Small steps that lead to giant leaps
On rooting in my storage space (ie my side of the bed), I discovered I no longer owned a pair of football boots, and realised I’d bought my last pair of boots without knowing it, a watershed of some importance.
A couple of weekends ago, I hit a related watershed when I bought a very first pair of football boots for a small person in this house.
My own first pair of football boots were bought so long ago I’d be lying if I said I could remember much detail, but I am confident it didn’t take place on a Sunday afternoon in a large shopping complex, with pumping music and flashing strobe lights.
This is not a complaint: what stays with me from the old, old days of buying football boots is the (relative) tightness of the surroundings — you were buying something to be used in the wide open acres of pitches all over Cork, yet usually you couldn’t take two full strides on the cramped shop floor.
This was emphatically not the case in the Mahon Shopping Centre on our visit, where you were in real danger of being decked by one of the energetic under-10s who were busy checking to see if you can actually run faster in certain boots. That was something we all believed when we were small kids as well.
It’s also true the percentage of little girls — as well as little boys who were trying on Nikes and adidases and New Balances in the shop — was a good deal more balanced than in my childhood. I doubt I ever saw a girl in a sports shop at that time, even allowing for the fact there was no great tradition among either gender of hanging around looking at tracksuit tops back then (for one thing nobody wore a tracksuit top outside of a sports event; for another we hung around Golden Discs mooning over Joy Division album covers).
This is certainly a great leap forward, the number of girls putting on serious sports- footwear, and one which we shouldn’t take for granted.
The fact it wasn’t always like that makes it more laudable now that that’s changed, even if there’s a good deal more to do in this neighbourhood.
For what it’s worth, the little person in this house eventually decided on a pair of Nikes in a yellow so bright as to be detectable from space.
When she tried them on, the ancient tradition of poking the toes, to see how much ‘growing room’ was in them, had to be observed.
In a flash I rolled back down the years, all the way to a tiny sports shop, now long gone, near Oliver Plunkett St, my own small feet occupying two adidas boots — then the shop owner was throwing a pair of red and white football socks into the mix and I was sliding the large blue and white box into a plastic bag, and was saying thanks before we headed out into 70s Cork for a treat before going home.
Kingston deserves huge kudos for thinking long-term

Ahead of yesterday’s Cork county final, we revealed in these pages Cork hurling manager Kieran Kingston had enlisted the services of high performance expert Gary Keegan ahead of next season.
People are often dubious about the value of individuals who fall outside traditional roles such as trainer or coach, but Keegan’s standing in Irish sport, as one of the main drivers of Irish boxing’s astonishing success in recent years, puts him on a different level of achievement, despite predictable sniping from the perennially disgruntled and perennially passive-aggressive.
Keegan’s appointment is probably the strongest indication yet of a recognition of where Cork hurling is, and what needs to change to improve its standing — namely, the entire culture surrounding the game in the county.

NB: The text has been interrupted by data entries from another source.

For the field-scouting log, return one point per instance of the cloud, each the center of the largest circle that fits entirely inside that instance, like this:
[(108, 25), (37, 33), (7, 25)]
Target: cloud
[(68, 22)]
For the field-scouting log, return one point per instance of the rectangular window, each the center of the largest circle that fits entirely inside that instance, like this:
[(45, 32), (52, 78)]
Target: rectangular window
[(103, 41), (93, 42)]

For that alone, the manager deserves the thanks of hurling fans on Leeside.
The easy option would be to accept Cork are unlikely to win an All-Ireland in the medium term as a fait accompli, and to try scraping some wins out of the next 12 months as a means of exiting with dignity.
Instead, Kingston is taking steps which may not benefit his tenure nearly as much as the next man into the hot seat. Every manager says he tries to leave the place better when he hands it on, but few can claim proof of having done so, and more than one — correction: more than one well-regarded legendary manager — has left a successor with challenges that are a good deal messier than they had to be.
What’s in a name?
How upset are you about the Elena Ferrante controversy? You’re living a blissful live unaware of any such . . . allow me to catch you up.
Ms Ferrante’s humid tales of life in Naples have attracted a large following, none of whom seemed to be too put out by the fact that the name on those books is a pseudonym.
This all changed in the last week or so when an Italian journalist discovered the writer’s real name following an exhaustive trawl through real estate certificates, tax records, etc.
Why this chap seemed so bent on unmasking Ferrante is not quite clear, apart from some nonsense about people deserving to know (if you want to know her real name, by the way, use Google).
The reason I cite this here is not because Ferrante spends much time pondering sport, but because of the tradition of anonymity in Irish sport: Who else came up with the great descriptions of A.N. Other or his Irish-language counterpart, Duine Eile, on team lists?
The reason behind that occasionally-necessary anonymity we’ll deal with on another occasion.
Read The Lottery
For the attention of the chap who didn’t like me talking about the Jane Jacobs book last week: I have worse news for you today.
Shirley Jackson wrote the story which provoked more correspondence than any other work of fiction ever published in the New Yorker magazine: The Lottery. She also wrote The Haunting of Hill House, revered by Stephen King among many others. Now she’s the subject of a new book, Shirley Jackson: A Rather Haunted Life by Ruth Franklin.
Pick it up. Read The Lottery. Thank me later.